User Access Management
User Registration
A formal user registration and deregistration process must be used for gaining access to CX Index’s systems. This process must protect and maintain the security of access to CX Index’s information resources through the complete life cycle of the user.
Access to CX Index confidential information shall be provided only after the authorisation of the information owner has been obtained.
Contractors and third party contracts will contain the rights of access and will contain sanctions if unauthorised attempts at access are made.
Each person accessing a CX Index multi-user based information system shall utilise a unique CX Index-assigned User ID and a private password.
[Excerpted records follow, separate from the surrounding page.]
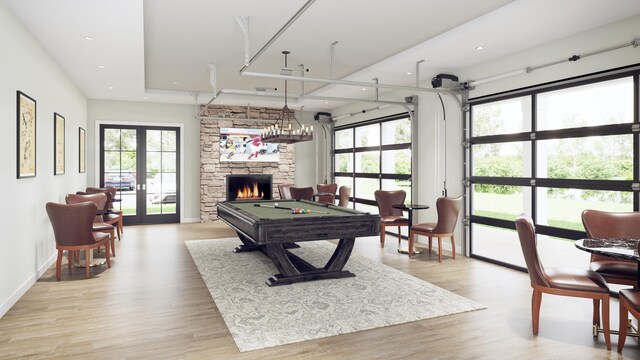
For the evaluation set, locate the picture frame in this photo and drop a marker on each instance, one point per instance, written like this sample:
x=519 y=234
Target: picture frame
x=82 y=150
x=58 y=144
x=25 y=136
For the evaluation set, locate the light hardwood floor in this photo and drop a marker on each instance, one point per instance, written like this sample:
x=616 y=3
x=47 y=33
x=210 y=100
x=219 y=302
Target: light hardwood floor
x=153 y=304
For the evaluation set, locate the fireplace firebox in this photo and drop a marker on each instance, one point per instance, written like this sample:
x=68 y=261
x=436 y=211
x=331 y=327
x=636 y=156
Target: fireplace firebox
x=249 y=187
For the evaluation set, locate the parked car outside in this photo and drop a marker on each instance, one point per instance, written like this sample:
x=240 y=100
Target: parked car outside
x=119 y=181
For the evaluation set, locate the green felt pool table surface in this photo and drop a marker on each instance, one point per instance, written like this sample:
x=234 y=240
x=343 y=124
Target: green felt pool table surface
x=264 y=209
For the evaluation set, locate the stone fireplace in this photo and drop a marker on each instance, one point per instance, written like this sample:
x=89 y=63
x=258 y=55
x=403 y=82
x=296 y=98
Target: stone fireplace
x=213 y=172
x=249 y=187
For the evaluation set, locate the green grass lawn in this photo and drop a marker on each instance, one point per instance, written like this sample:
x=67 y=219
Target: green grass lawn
x=562 y=213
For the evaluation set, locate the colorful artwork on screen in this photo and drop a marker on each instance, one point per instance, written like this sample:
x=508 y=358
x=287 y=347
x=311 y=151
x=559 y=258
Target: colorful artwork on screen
x=238 y=144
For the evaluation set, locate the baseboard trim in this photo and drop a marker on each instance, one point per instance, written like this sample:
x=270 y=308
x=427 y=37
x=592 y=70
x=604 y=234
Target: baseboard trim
x=22 y=289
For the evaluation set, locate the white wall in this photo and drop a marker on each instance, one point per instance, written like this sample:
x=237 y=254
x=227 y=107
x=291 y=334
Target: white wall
x=27 y=243
x=146 y=113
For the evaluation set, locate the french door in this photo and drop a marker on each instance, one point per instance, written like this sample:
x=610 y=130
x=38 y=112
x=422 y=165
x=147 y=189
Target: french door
x=142 y=163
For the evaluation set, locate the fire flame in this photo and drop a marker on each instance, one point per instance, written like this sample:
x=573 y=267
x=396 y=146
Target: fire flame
x=250 y=192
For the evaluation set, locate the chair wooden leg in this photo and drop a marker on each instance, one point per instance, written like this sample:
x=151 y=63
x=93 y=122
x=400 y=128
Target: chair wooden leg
x=69 y=260
x=453 y=247
x=411 y=235
x=622 y=330
x=536 y=301
x=107 y=253
x=59 y=265
x=86 y=261
x=605 y=321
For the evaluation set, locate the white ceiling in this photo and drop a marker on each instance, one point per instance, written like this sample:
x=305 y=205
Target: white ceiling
x=158 y=50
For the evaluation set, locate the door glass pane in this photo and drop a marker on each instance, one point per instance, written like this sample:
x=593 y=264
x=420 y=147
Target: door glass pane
x=366 y=187
x=603 y=103
x=396 y=132
x=563 y=207
x=500 y=201
x=394 y=184
x=368 y=135
x=368 y=162
x=161 y=172
x=501 y=160
x=396 y=162
x=502 y=117
x=344 y=139
x=595 y=158
x=344 y=162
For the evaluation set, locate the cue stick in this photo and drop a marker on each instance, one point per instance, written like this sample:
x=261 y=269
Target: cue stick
x=286 y=208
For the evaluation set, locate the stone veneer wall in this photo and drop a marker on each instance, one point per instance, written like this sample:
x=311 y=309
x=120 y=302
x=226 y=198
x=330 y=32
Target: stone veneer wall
x=213 y=172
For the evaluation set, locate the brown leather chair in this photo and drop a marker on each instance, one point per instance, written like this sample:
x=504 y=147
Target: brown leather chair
x=303 y=193
x=114 y=217
x=390 y=216
x=565 y=282
x=73 y=230
x=343 y=193
x=604 y=224
x=327 y=188
x=99 y=225
x=448 y=210
x=629 y=303
x=284 y=191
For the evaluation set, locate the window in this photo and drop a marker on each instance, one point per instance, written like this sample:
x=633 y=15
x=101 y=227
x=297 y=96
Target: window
x=551 y=152
x=373 y=155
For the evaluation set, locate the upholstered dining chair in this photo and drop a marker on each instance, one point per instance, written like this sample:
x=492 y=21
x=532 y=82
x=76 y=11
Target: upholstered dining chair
x=114 y=217
x=284 y=191
x=99 y=225
x=329 y=189
x=580 y=283
x=343 y=194
x=390 y=216
x=301 y=193
x=448 y=209
x=629 y=303
x=605 y=224
x=73 y=231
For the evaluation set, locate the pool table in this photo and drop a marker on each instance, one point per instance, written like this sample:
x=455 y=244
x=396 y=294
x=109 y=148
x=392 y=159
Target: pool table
x=263 y=226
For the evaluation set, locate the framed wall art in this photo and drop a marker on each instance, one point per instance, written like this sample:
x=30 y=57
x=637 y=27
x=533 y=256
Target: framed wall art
x=58 y=144
x=26 y=136
x=82 y=150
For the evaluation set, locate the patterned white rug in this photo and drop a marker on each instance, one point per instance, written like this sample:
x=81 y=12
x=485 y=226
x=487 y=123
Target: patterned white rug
x=259 y=316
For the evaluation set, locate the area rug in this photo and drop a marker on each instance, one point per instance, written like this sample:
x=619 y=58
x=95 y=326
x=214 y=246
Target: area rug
x=259 y=316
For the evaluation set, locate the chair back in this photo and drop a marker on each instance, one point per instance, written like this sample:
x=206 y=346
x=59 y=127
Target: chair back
x=344 y=192
x=110 y=191
x=448 y=211
x=327 y=188
x=72 y=223
x=527 y=235
x=606 y=224
x=100 y=199
x=284 y=191
x=303 y=193
x=386 y=199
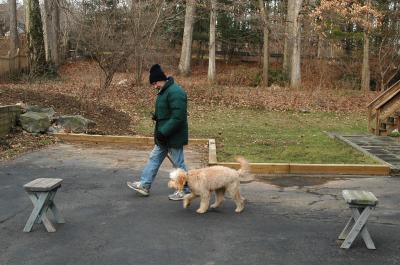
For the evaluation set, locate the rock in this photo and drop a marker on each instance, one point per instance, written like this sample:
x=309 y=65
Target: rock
x=48 y=111
x=35 y=122
x=75 y=123
x=123 y=82
x=304 y=111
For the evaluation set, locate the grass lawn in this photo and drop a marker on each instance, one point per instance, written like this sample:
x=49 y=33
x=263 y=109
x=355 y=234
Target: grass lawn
x=265 y=136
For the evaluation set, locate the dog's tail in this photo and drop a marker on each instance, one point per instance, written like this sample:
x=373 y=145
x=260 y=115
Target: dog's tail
x=244 y=171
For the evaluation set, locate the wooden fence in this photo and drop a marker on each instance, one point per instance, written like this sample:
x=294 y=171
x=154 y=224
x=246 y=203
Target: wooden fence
x=12 y=64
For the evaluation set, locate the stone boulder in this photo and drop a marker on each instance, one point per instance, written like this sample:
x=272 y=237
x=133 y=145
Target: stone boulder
x=75 y=123
x=35 y=122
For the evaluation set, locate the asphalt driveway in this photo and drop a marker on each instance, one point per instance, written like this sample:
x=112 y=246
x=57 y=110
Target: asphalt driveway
x=285 y=222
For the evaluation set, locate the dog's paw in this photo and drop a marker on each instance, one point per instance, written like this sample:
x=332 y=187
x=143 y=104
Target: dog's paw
x=239 y=210
x=214 y=205
x=186 y=203
x=201 y=211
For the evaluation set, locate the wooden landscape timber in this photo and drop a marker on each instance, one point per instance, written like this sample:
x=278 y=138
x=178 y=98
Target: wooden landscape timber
x=256 y=168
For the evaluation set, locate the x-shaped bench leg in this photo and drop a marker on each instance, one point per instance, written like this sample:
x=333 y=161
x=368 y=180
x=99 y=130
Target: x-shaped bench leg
x=42 y=202
x=356 y=225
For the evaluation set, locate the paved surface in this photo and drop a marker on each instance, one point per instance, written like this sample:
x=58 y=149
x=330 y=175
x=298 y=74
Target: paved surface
x=287 y=220
x=384 y=147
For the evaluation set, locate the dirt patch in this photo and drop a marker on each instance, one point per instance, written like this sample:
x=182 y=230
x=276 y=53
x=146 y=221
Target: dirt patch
x=108 y=120
x=19 y=142
x=295 y=181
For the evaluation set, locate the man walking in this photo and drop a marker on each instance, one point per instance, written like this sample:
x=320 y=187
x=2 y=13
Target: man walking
x=170 y=132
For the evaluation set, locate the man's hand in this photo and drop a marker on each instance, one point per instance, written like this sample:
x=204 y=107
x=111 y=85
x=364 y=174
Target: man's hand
x=153 y=116
x=161 y=139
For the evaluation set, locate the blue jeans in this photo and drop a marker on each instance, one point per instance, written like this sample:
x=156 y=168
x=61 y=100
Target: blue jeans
x=157 y=156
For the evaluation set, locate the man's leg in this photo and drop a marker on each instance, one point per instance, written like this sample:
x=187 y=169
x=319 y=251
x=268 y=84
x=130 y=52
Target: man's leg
x=179 y=160
x=156 y=158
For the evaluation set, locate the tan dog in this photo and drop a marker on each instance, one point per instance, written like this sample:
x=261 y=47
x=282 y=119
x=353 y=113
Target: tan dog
x=202 y=182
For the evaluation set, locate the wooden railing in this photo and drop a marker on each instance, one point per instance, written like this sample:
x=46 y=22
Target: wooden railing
x=387 y=104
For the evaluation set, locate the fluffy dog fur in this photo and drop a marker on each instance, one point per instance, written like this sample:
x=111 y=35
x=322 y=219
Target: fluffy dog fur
x=202 y=182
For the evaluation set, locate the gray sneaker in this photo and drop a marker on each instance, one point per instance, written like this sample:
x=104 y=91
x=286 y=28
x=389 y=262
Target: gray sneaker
x=138 y=187
x=177 y=196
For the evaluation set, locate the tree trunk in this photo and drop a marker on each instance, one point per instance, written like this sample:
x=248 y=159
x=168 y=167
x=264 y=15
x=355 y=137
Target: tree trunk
x=52 y=29
x=26 y=14
x=264 y=19
x=13 y=26
x=365 y=73
x=55 y=33
x=46 y=13
x=295 y=65
x=289 y=35
x=186 y=54
x=211 y=57
x=37 y=58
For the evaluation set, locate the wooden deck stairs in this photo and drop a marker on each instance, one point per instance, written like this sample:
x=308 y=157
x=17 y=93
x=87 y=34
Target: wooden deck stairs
x=384 y=111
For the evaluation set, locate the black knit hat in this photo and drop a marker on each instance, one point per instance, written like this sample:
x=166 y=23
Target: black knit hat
x=156 y=74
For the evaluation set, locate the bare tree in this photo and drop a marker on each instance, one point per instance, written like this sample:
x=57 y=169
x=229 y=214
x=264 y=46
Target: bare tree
x=365 y=72
x=288 y=45
x=264 y=22
x=13 y=26
x=37 y=57
x=295 y=37
x=116 y=35
x=211 y=57
x=51 y=33
x=186 y=54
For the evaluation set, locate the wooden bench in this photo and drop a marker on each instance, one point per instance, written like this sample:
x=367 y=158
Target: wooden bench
x=42 y=191
x=361 y=204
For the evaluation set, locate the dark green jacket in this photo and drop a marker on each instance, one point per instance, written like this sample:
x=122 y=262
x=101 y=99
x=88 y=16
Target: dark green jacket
x=171 y=114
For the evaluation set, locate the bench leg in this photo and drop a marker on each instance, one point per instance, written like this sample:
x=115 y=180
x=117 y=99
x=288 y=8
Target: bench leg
x=360 y=221
x=347 y=229
x=42 y=200
x=38 y=203
x=56 y=213
x=364 y=231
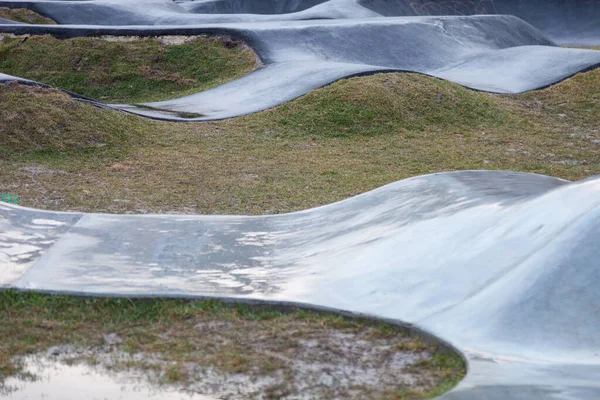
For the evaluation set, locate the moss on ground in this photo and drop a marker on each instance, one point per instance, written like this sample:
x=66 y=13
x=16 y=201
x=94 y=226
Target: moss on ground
x=24 y=15
x=338 y=141
x=126 y=70
x=174 y=340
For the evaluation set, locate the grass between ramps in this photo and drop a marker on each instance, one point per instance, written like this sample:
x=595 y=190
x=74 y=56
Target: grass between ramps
x=24 y=15
x=200 y=346
x=127 y=69
x=336 y=142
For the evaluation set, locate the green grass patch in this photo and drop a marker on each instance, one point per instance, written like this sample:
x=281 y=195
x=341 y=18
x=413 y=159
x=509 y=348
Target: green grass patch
x=165 y=338
x=126 y=70
x=336 y=142
x=24 y=15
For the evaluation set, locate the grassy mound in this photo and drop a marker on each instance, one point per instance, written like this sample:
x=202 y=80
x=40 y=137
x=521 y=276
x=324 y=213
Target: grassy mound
x=48 y=120
x=24 y=15
x=126 y=70
x=335 y=142
x=172 y=342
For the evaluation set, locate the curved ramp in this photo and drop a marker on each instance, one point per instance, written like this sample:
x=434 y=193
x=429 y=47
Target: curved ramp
x=503 y=266
x=499 y=54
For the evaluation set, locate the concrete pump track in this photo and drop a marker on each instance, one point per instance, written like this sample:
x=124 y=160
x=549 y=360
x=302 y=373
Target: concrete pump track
x=502 y=266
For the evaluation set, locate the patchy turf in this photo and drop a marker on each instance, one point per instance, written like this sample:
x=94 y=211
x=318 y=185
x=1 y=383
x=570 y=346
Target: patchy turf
x=24 y=15
x=333 y=143
x=235 y=350
x=127 y=69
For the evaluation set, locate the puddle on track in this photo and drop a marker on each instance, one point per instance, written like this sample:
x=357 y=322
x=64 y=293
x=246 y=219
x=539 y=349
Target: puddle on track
x=56 y=380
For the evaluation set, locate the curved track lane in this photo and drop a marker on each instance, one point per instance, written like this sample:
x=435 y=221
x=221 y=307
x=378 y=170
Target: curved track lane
x=503 y=266
x=500 y=54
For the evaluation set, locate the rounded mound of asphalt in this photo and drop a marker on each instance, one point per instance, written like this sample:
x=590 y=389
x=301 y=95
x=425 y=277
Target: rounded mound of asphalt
x=567 y=21
x=248 y=6
x=493 y=53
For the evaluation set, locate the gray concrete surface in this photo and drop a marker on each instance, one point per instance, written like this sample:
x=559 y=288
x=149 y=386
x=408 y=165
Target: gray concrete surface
x=503 y=266
x=310 y=44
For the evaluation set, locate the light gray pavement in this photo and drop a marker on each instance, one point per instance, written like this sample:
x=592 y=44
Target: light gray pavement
x=503 y=266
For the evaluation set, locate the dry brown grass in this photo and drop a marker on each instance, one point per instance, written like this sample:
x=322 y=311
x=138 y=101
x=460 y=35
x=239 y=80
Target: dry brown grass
x=208 y=346
x=333 y=143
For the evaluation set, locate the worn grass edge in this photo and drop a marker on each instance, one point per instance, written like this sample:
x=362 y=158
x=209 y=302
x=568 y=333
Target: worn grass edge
x=281 y=306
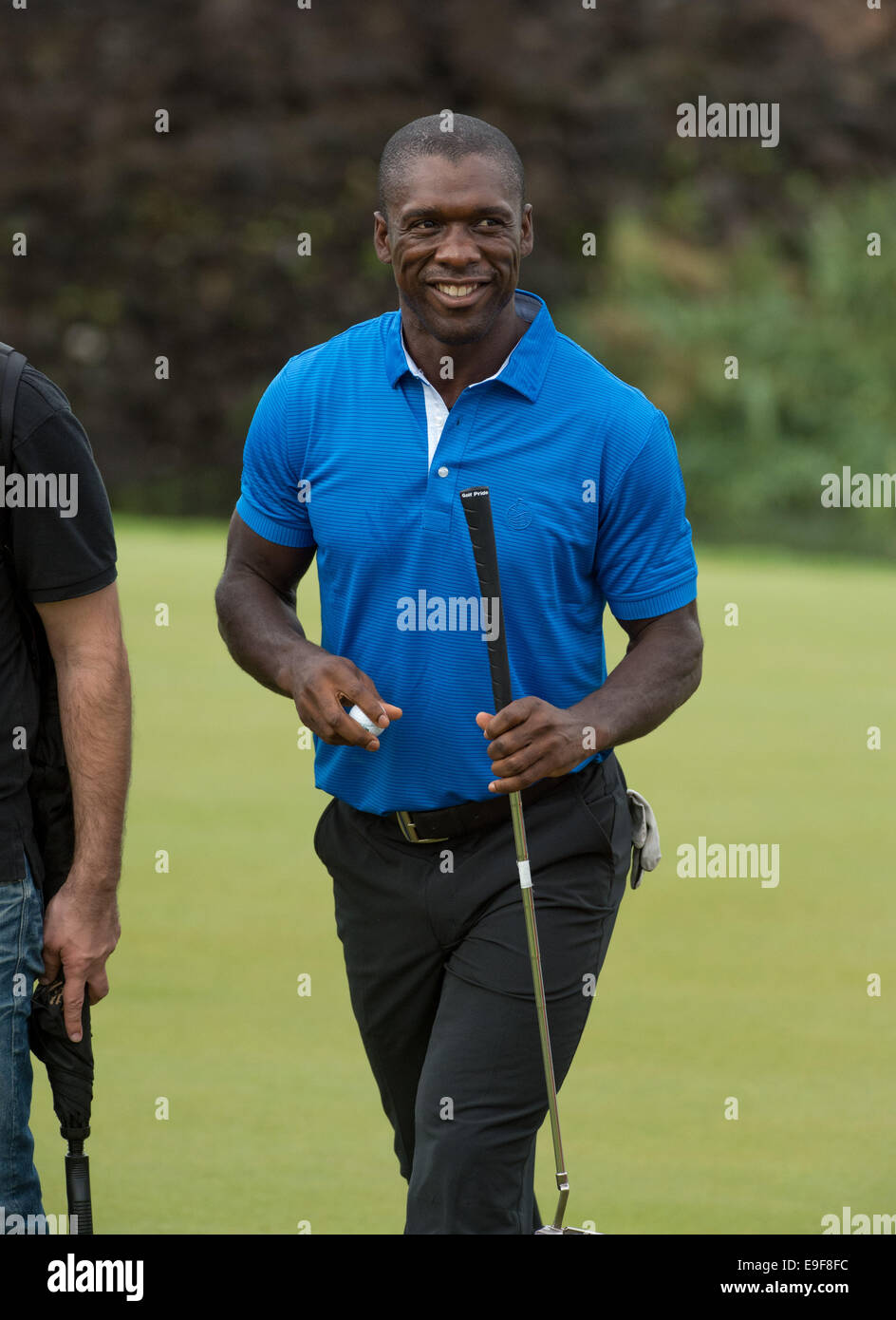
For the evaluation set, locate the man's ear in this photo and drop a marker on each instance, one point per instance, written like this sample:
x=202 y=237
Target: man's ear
x=382 y=236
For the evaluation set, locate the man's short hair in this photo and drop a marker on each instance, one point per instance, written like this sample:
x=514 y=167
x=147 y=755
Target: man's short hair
x=428 y=136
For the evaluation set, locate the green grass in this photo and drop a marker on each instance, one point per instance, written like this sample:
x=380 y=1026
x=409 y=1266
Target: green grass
x=712 y=988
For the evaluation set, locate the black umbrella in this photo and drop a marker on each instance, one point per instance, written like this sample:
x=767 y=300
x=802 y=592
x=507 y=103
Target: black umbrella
x=70 y=1068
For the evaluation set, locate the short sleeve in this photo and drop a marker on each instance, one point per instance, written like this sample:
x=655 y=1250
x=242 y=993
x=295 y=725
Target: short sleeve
x=644 y=558
x=273 y=494
x=63 y=537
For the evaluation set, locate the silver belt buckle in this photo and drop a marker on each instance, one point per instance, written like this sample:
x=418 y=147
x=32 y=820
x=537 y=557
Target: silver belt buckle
x=409 y=831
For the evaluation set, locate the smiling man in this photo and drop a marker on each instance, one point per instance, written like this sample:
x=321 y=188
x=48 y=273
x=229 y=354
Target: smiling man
x=357 y=453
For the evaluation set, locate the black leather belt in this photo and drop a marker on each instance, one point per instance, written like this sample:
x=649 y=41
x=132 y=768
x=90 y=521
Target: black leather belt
x=439 y=825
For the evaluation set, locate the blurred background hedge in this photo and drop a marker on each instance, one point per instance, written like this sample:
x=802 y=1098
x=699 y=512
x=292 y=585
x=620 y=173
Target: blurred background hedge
x=183 y=243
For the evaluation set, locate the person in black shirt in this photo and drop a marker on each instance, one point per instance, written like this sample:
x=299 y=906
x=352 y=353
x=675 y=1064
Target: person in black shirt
x=56 y=519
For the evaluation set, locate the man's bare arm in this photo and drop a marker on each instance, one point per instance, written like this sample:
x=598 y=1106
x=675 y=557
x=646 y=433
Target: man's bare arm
x=81 y=926
x=256 y=618
x=662 y=669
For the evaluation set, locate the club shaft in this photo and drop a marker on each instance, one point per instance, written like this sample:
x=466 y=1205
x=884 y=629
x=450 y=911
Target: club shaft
x=541 y=1004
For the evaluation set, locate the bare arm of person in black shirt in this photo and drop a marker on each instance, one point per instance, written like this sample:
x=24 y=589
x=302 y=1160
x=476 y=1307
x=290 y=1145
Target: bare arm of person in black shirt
x=81 y=926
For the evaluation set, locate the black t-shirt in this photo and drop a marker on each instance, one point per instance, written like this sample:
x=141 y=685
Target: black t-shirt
x=61 y=551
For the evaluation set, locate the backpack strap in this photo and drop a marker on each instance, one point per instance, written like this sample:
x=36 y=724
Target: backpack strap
x=10 y=368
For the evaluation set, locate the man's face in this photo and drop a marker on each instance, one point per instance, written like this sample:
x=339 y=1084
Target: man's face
x=454 y=239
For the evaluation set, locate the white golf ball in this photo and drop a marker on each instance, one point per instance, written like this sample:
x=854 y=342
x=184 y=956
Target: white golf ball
x=364 y=721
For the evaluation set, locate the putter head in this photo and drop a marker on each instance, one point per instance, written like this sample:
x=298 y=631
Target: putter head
x=551 y=1231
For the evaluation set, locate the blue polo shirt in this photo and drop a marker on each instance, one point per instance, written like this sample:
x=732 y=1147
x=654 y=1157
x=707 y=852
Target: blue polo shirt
x=588 y=510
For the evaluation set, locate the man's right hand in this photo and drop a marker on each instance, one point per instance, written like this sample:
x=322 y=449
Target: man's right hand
x=321 y=683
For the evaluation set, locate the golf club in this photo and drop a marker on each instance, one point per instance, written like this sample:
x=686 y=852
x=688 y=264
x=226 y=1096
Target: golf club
x=476 y=507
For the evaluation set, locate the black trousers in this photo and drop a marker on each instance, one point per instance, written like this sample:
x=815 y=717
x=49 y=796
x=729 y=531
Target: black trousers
x=441 y=985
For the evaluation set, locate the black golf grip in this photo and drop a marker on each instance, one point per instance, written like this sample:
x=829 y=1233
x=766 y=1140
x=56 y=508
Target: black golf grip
x=476 y=507
x=78 y=1192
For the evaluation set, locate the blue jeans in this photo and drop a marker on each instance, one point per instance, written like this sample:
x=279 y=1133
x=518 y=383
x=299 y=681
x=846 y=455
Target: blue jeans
x=21 y=940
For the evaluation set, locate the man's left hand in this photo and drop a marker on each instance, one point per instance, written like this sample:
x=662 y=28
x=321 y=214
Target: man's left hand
x=531 y=740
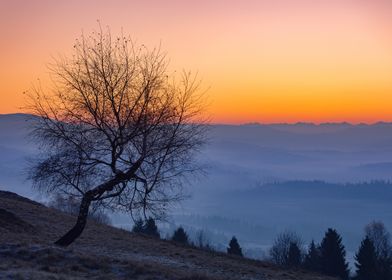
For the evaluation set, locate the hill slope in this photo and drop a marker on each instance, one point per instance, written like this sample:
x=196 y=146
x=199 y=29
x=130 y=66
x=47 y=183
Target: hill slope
x=27 y=230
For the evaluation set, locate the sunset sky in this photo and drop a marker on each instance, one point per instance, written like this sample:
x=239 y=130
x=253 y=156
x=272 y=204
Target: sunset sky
x=262 y=60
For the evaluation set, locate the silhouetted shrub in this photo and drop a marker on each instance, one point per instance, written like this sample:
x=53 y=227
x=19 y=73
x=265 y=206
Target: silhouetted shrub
x=234 y=248
x=333 y=254
x=312 y=258
x=366 y=261
x=180 y=236
x=279 y=251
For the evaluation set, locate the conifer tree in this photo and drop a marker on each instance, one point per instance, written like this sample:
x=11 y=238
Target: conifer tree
x=381 y=238
x=366 y=261
x=138 y=226
x=294 y=257
x=234 y=247
x=150 y=228
x=180 y=236
x=312 y=258
x=333 y=255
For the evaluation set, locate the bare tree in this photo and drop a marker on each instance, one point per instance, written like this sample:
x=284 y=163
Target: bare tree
x=70 y=205
x=117 y=130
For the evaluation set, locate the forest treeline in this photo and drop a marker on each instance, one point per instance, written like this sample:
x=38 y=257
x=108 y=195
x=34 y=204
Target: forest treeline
x=373 y=258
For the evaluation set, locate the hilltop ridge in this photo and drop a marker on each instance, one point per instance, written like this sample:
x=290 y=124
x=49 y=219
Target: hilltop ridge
x=105 y=252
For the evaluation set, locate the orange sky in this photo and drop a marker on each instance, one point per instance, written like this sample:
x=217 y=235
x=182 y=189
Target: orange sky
x=263 y=60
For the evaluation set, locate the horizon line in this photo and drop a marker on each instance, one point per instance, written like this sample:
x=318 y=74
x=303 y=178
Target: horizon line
x=256 y=123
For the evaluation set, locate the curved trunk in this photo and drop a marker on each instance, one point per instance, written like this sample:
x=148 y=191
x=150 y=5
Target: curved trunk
x=78 y=228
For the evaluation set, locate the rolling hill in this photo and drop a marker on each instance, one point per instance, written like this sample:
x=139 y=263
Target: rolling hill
x=27 y=230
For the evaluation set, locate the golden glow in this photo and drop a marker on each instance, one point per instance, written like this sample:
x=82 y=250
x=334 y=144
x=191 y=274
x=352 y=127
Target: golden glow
x=264 y=60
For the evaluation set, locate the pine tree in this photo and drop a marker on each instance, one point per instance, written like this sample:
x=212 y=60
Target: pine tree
x=333 y=255
x=150 y=228
x=366 y=261
x=138 y=226
x=294 y=257
x=312 y=258
x=234 y=247
x=180 y=236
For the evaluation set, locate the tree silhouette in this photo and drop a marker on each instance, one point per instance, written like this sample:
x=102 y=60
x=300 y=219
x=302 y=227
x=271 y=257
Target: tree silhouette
x=366 y=261
x=118 y=130
x=234 y=248
x=279 y=251
x=294 y=258
x=381 y=239
x=138 y=227
x=180 y=236
x=312 y=258
x=150 y=228
x=333 y=262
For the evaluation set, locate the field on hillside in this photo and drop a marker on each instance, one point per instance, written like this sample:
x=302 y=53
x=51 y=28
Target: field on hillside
x=27 y=230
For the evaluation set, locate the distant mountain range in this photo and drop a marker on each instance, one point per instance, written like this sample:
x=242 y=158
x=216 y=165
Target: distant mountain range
x=243 y=164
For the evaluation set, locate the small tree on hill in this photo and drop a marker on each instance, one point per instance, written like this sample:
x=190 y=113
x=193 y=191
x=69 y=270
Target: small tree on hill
x=150 y=228
x=234 y=248
x=366 y=261
x=333 y=262
x=118 y=129
x=279 y=251
x=138 y=227
x=312 y=258
x=180 y=236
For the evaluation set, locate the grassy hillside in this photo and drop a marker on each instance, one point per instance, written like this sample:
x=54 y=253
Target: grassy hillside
x=27 y=230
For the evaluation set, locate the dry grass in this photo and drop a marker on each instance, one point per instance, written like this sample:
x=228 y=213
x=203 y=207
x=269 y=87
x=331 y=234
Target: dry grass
x=104 y=252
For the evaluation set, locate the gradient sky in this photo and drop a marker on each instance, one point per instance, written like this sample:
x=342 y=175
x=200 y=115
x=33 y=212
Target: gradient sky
x=262 y=60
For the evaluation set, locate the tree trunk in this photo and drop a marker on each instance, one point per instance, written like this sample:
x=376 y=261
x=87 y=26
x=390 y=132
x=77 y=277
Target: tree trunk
x=78 y=228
User IDs shall not be shared among two or more users.
System owners and/or management shall grant access rights. Formal records of all access rights for each system shall be maintained.
Access rights shall immediately be removed or modified when a user leaves CX Index or changes jobs.
CX Index will periodically check for redundant IDs and ensuring that redundant IDs are not issued in excess of that required (i.e., administrators may have a privileged and a non-privileged account on the same system, but an average user should not have two different non-privileged accounts on the same system without a valid business reason).
Privilege Management
User rights shall be granted using the least-privilege methodology, based on business need and security requirements.
All privileges shall be granted only with formal authorisation. This authorisation shall be accomplished along with User ID authorisation. All privileges that are granted will be documented. No privileges shall be granted until authorisation is complete.
Elevated privileges (Domain Administrator or root, etc.) should be assigned to a different user ID than that used for normal business use. Administrators should only use their elevated privilege accounts when conducting activities that actually require them. Elevated privileges must only be assigned to dedicated systems administrators and not normal users.
Wherever possible system routines should be developed and used instead of privileges.
User Password Management
A user’s account and password is the primary means of verifying a user’s identity. The allocation of passwords will be a formal management process.
Users will sign a statement in their terms and conditions of employment that they will keep their personal or group passwords confidential. This may be done as part of the overall acceptance of policies.
Users will be responsible for the secure storage of their passwords.
Users will be granted initial temporary passwords and will be forced to change them immediately. Temporary passwords will only be granted with positive identification of the user.
Passwords will be given in a secure manner (i.e. not in a plain text e-mail).
Review of User Access Rights
Users’ access rights will be reviewed at regular intervals. Managers will review their employee’s rights to ensure they are consistent with their present job function. CX Index will regularly review user rights to ensure that elevated privileges have not been granted without authorisation, and that accounts that have not been used recently or belong to terminated employees are deactivated or purged.